Nos últimos dias, o meio do futebol se deparou com a notícia do falecimento de Mino Raiola. Um dos mais proeminentes intermediários (também comumente referidos como “agentes” ou “empresários”) do mundo. Tendo assessorado atletas do naipe de Ibrahimovic, Pogba e Haaland dentre tantos outros, Raiola se tornou um dos símbolos dessa atividade que possui papel cada vez mais importante no futebol. E a triste notícia trouxe à tona o papel exercido pelos intermediários no futebol moderno. À medida que o esporte se desenvolve como negócio, movimentando cifras elevadíssimas, esses profissionais assumem crescente relevância na assessoria a clubes e atletas em meio a negociações contratuais.
A atuação de um intermediário no futebol é regulada por dois sistemas jurídicos distintos. Um deles é aquele correspondente ao direito estatal, composto pelas normas emanadas do Estado e diretamente aplicáveis em seu território – no Brasil, são exemplos a Constituição Federal, o Código Civil, o Código Tributário Nacional e a Lei Pelé (Lei nº 9.615/98, que institui normas gerais sobre o desporto). O outro denomina-se Lex Sportiva, se relaciona especificamente com a forma pela qual o esporte se organiza (conforme já expusemos aqui) e é composto pelas normas emanadas das entidades que administram o futebol organizado (em especial a FIFA em nível transnacional). Portanto, todo e qualquer intermediário deve ter em conta que o exercício de suas funções deve se dar sempre em conformidade com os preceitos estabelecidos em ambos os sistemas – sendo certo, inclusive, que uma eventual atuação em outros países demanda a aplicação de regras pertinentes àquele território.

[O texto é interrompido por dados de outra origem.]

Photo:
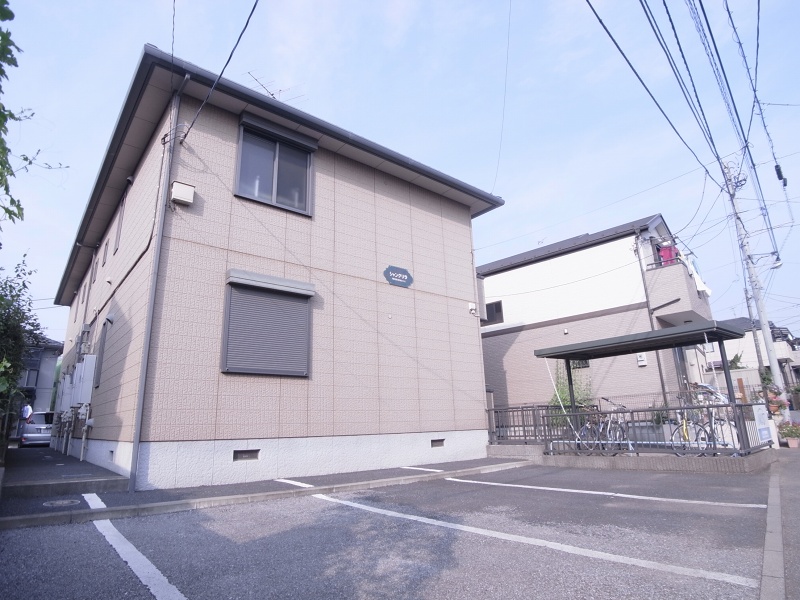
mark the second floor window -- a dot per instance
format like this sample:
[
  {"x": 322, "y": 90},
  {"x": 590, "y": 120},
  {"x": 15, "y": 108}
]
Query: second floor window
[
  {"x": 494, "y": 313},
  {"x": 274, "y": 172}
]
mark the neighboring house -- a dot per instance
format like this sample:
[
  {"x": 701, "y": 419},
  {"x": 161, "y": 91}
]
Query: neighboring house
[
  {"x": 787, "y": 351},
  {"x": 623, "y": 280},
  {"x": 271, "y": 296},
  {"x": 37, "y": 379}
]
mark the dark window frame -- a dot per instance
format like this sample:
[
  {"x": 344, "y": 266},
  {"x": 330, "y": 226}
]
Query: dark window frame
[
  {"x": 281, "y": 137},
  {"x": 493, "y": 315}
]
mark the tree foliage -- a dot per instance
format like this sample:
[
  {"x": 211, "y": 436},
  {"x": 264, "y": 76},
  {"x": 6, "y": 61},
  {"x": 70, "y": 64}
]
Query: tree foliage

Em se tratando de Lex Sportiva, o ponto de partida é o Regulations on Working with Intermediaries (“RWI”). Editado em 2015 pela FIFA, esse normativo encontra-se ainda em vigor (ao menos na data da publicação deste texto), mas em vias de ser substituído por uma nova regulamentação da FIFA sobre o tema. Ao revogar o antigo Players’ Agents Regulations, o RWI rompeu com um modelo que até então vinha sendo adotado pela entidade máxima do futebol: ao invés de manter uma atuação direta da FIFA sobre o licenciamento de agentes (até 2015 o termo tecnicamente utilizado era “agentes”, não “intermediários”), passou a regulamentar a atuação desses profissionais de forma mais abrangente, delegando às federações nacionais (no caso brasileiro, à CBF) a atribuição de detalhar essa regulamentação e administrar o registro dos intermediários.

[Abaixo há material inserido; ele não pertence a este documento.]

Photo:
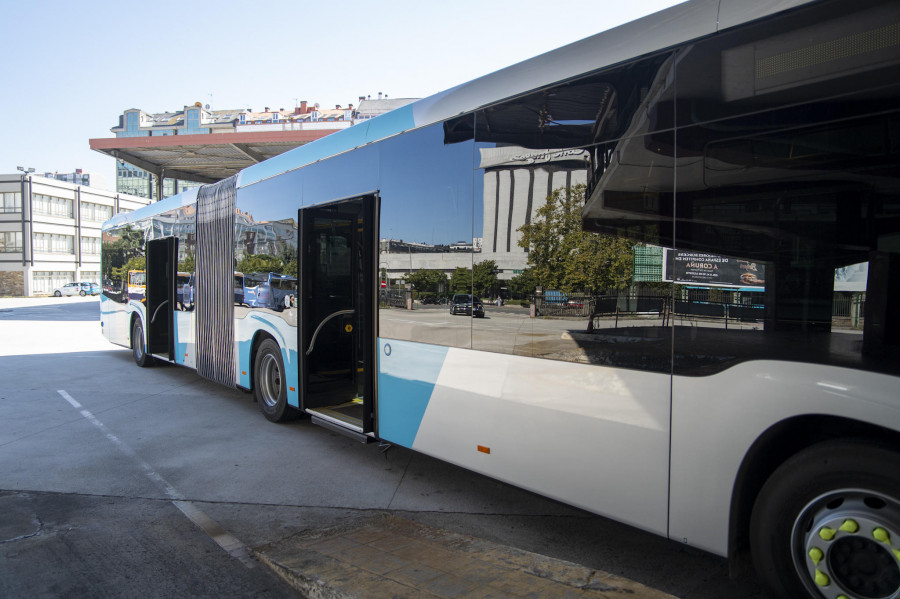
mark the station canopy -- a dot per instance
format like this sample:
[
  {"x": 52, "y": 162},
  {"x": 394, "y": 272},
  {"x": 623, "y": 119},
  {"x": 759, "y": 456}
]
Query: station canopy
[{"x": 204, "y": 158}]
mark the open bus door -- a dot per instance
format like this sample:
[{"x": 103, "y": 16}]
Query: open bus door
[
  {"x": 337, "y": 314},
  {"x": 161, "y": 296}
]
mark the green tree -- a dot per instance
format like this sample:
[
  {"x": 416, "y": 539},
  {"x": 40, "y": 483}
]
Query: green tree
[
  {"x": 523, "y": 285},
  {"x": 461, "y": 280},
  {"x": 188, "y": 264},
  {"x": 565, "y": 257}
]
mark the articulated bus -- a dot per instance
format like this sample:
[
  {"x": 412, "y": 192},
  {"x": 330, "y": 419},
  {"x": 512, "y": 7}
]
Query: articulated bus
[{"x": 717, "y": 183}]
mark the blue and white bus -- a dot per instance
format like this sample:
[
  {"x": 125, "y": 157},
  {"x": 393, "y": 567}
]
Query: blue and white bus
[{"x": 762, "y": 136}]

A Lex Sportiva nos oferece, ainda, a própria definição de intermediário. Segundo o preâmbulo do RWI, intermediário é “uma pessoa física ou jurídica que, de forma onerosa ou gratuita, representa atletas e/ou clubes em negociações com vistas à celebração de um contrato de trabalho, ou representa clubes em negociações com o objetivo de celebrar um contrato de transferência“ (tradução livre). Por sua vez, o artigo 1º do Regulamento Nacional de Intermediários 2022 (“RNI”) da CBF contempla uma definição ainda mais completa:
Art. 1º – Considera-se Intermediário, para fins deste Regulamento, toda pessoa física ou jurídica que atue como representante de jogadores, técnicos de futebol e/ou clubes, seja gratuitamente, seja mediante o pagamento de remuneração, com o intuito de negociar ou renegociar a celebração, alteração ou renovação de contratos de trabalho, de formação desportiva e/ou de transferência de jogadores.

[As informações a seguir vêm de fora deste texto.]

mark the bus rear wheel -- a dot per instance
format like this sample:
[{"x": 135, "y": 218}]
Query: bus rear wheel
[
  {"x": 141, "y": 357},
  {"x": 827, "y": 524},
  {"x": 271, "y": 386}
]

Veja-se que podem ser diversas as atuações de um intermediário: em prol do atleta, técnico ou clube; em negociações envolvendo contrato de trabalho e/ou contrato de transferência; em tratativas para estabelecimento de um novo contrato ou para renovação de um já existente. Em todas essas hipóteses, é certo que a atividade deve ser exercida sempre em conformidade com o que preconizam o RNI e o RWI.
Esses normativos impõem vedações também aos potenciais clientes dos intermediários. Destaca-se nesse sentido o artigo 42 do RNI, segundo o qual “é vedado aos clubes, técnicos de futebol e jogadores (…) fazer uso de serviços, negociar e/ou efetuar pagamentos a intermediários que não estejam registrados na CBF“. O eventual descumprimento dessa premissa por parte de um clube, por exemplo, pode ensejar a aplicação de sanções que vão desde uma simples advertência até a proibição de registrar novos atletas (popularmente conhecida como transfer ban).
Mas, como já acima exposto, os aspectos jurídicos inerentes à atividade dos intermediários não se esgotam na Lex Sportiva. Em paralelo, é indispensável a observância do direito estatal, inclusive para se assegurar a validade dos atos jurídicos praticados – e, portanto, a segurança jurídica necessária à condução do negócio.
Nesse prisma extremamente abrangente que diz respeito à incidência de normas do ordenamento jurídico brasileiro às atividades dos intermediários, o ponto de partida se dá na própria estruturação do negócio do intermediário. Uma vez que o RNI e o RWI permitem que a intermediação seja exercida tanto por pessoa física quanto por pessoa jurídica, a primeira decisão a ser tomada refere-se à escolha entre esses dois modelos de negócios. Por certo, essa decisão deve considerar aspectos jurídicos diversos, com destaque para possibilidades de planejamento tributário (isto é, estudo do formato que regularmente permita a redução da carga tributária) e para a aplicação de disposições afetas ao Direito Societário.
Em outro plano, a vida do intermediário é permeada por contratos. Não bastassem aqueles pelos quais pactua suas prestações de serviços, a atividade do intermediário pressupõe o envolvimento direto em negociações de contratos em representação aos seus clientes. Assim, é contínua a necessidade de observância do Código Civil – inclusive para evitar que se dê causa à invalidade dos contratos.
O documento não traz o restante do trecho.